Aides to President Barack Obama told media Friday the U.S. will “reassess” its relationship with Israel in the wake of Prime Minister Binyamin Netanyahu’s re-election to an historic fourth term.
A White House official couched the nasty reality in more diplomatic language, saying the president had told the prime minister “we will need to re-assess our options following the prime minister’s new positions and comments regarding the two-state solution.”
An official statement distributed following the call said the president had emphasized the U.S. “longstanding commitment to a two-state solution” during his conversation with Israel’s prime minister.
Earlier in the day on Thursday, Netanyahu clarified his position on the issue, explaining his reasons for a statement during the campaign in which he told supporters he would not back the establishment of a Palestinian state during his fourth term. In that clarification Netanyahu talked about the present realities in the Middle East with which Israel has to contend. He also noted that he supports the same conditions for negotiating a sustainable peace that he had set forth in his speech at Bar Ilan University in 2009: a demilitarized Palestinian state led by a government willing to recognize the Jewish State of Israel.
But he pointed to changes on the ground that cannot be denied – or ignored – and that present a real threat.
Palestinian Authority Chairman Mahmoud Abbas has united his government in Ramallah with that of Gaza’s ruling Hamas terrorist organization, which is allied with the Palestinian Islamic Jihad and the Lebanon-based Hezbollah. All three are faithful proxies of Tehran. In addition, Gaza is now home to bases for a number of Salafi global jihad terrorist groups. Among them are the Army of Islam, Al Qaeda, and Daesh, also known as ISIS or the Islamic State in Iraq and Syria.

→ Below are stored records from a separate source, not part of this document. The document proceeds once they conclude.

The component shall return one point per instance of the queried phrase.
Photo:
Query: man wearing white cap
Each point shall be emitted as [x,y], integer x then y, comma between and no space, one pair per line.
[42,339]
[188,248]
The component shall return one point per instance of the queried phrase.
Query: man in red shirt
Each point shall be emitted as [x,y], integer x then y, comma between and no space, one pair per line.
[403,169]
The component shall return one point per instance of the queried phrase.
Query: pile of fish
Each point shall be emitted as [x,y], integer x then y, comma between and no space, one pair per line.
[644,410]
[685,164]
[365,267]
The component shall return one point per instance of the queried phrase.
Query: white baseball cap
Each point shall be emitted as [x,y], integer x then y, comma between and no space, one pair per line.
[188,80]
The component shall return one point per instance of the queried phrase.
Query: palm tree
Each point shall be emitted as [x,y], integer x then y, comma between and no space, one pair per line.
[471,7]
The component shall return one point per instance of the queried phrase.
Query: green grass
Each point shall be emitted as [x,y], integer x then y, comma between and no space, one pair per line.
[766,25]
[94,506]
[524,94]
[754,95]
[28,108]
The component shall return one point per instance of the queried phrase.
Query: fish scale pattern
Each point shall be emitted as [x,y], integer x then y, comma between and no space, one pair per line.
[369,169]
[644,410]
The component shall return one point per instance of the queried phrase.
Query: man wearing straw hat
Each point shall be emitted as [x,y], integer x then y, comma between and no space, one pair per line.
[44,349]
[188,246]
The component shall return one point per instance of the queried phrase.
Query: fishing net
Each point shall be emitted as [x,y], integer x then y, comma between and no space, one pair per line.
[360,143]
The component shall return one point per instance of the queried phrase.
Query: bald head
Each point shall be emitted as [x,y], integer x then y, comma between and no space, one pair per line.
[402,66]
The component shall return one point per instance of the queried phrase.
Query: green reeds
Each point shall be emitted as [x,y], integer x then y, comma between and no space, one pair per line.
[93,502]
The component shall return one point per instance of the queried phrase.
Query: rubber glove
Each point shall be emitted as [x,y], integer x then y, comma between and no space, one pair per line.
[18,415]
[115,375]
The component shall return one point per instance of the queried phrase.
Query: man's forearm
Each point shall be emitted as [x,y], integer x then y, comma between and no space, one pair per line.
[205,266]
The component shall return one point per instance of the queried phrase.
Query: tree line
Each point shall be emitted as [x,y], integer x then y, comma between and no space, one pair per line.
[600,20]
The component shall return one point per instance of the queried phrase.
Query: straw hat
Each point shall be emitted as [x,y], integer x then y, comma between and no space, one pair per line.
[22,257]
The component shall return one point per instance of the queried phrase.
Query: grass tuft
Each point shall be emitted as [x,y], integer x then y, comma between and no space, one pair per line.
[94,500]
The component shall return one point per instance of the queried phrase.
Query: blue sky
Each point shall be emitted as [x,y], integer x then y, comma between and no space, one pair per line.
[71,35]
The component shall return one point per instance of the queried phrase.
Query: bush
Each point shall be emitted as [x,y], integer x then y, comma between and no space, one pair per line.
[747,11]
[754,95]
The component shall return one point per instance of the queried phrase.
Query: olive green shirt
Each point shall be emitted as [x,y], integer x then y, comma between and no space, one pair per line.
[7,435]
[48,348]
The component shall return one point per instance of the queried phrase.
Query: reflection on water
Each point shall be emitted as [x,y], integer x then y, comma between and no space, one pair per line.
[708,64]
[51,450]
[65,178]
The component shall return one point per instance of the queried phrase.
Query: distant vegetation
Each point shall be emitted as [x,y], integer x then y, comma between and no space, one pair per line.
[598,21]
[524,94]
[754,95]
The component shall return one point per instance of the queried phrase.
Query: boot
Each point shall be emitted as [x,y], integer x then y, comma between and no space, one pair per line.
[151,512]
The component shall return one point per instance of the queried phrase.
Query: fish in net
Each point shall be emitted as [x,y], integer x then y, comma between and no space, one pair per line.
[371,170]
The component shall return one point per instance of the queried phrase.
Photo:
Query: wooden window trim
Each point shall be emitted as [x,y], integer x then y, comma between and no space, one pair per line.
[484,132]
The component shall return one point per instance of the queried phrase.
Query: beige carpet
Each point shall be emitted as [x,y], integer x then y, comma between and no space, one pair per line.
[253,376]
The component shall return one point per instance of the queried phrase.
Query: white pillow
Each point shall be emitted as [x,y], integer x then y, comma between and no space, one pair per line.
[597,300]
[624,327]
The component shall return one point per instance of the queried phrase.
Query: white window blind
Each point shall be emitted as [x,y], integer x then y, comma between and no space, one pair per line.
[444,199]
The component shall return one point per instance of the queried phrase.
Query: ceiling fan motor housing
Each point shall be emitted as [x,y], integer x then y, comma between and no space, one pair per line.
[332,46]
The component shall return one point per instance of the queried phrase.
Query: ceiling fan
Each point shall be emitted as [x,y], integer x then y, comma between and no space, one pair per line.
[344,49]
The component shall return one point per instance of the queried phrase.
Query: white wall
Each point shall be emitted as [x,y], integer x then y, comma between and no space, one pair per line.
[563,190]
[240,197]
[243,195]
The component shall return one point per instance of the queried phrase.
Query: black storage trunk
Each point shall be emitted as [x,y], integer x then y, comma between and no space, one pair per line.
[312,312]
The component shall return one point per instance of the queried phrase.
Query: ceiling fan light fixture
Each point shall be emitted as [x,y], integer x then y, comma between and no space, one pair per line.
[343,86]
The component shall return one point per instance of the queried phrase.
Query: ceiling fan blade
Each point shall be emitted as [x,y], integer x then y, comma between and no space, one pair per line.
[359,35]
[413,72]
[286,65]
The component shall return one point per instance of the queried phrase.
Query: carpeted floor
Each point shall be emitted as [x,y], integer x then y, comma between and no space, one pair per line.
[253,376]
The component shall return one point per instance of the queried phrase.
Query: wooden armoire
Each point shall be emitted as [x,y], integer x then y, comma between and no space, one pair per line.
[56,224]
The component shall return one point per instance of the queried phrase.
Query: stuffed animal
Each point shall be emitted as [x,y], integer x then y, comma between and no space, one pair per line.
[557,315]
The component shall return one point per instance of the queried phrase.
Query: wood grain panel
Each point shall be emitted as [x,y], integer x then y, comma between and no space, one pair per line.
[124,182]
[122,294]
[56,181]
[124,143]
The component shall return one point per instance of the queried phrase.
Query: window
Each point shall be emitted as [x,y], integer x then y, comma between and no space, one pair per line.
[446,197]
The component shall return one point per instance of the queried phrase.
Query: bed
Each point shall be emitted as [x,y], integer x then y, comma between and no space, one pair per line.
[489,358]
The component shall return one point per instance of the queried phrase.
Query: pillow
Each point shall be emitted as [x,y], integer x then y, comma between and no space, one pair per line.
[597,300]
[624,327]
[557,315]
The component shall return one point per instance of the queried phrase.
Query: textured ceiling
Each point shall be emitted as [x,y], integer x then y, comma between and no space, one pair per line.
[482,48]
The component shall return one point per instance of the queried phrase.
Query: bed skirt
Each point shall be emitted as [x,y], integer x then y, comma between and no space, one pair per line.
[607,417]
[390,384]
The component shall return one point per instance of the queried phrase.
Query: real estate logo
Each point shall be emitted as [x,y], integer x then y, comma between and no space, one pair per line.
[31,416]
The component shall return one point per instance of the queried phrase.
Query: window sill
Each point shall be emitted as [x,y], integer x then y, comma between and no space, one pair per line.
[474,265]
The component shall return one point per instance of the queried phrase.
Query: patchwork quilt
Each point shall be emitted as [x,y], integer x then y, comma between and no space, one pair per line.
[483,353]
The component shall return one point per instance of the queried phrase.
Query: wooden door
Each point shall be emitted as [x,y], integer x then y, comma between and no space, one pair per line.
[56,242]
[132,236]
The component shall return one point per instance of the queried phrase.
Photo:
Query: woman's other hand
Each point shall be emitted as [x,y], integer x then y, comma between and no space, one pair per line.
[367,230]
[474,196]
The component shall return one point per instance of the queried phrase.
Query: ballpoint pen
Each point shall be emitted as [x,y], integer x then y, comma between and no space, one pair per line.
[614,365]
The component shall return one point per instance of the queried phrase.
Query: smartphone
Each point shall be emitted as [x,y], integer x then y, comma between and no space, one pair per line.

Iran and its proxies are also literally parked on Israel’s borders, in Lebanon, Syria, the Syrian side of the Golan Heights and the Sinai Peninsula. A new Palestinian state would be ripe for the picking as well, creating for Israel an existential threat that no leader could allow.
None of which has impressed Obama. At a briefing on Friday, White House press secretary Josh Earnest told reporters: “Now that our closest ally in the region – and one of the two parties who would be responsible for negotiating a two-state solution – has withdrawn from their commitments, to that ideal, it means that we need to rethink the kinds of policy decisions that we’re going to have to make going forward.”
Never mind the fact that the Palestinian Authority – the first of the two parties responsible for negotiating the two-state solution — withdrew from its commitments several years earlier.
Obama has entirely ignored the fact that the PA, via the PLO, unilaterally dropped out of the internationally-recognized Oslo Accords. He has also turned a blind eye as the PA abandoned its moral and legal obligations to negotiate a final status agreement with Israel, using the United Nations as an excuse to break that deal. The General Assembly of the United Nations participated, allowing itself to be so used by granting the entity non-member observer nation status, which opened the door for the PA to join hundreds of international treaties.
Some members of the American media are also using a double standard to judge Israel’s decisions on its national security and foreign policy.
CNN news anchor Wolf Blitzer interviewed Israeli Intelligence Minister Yuval Steinitz as part of Israel’s “Likud-led government” and baldly demanded to know: “Do you support what’s called a two-state solution, Israel living alongside, the new state of Palestine.”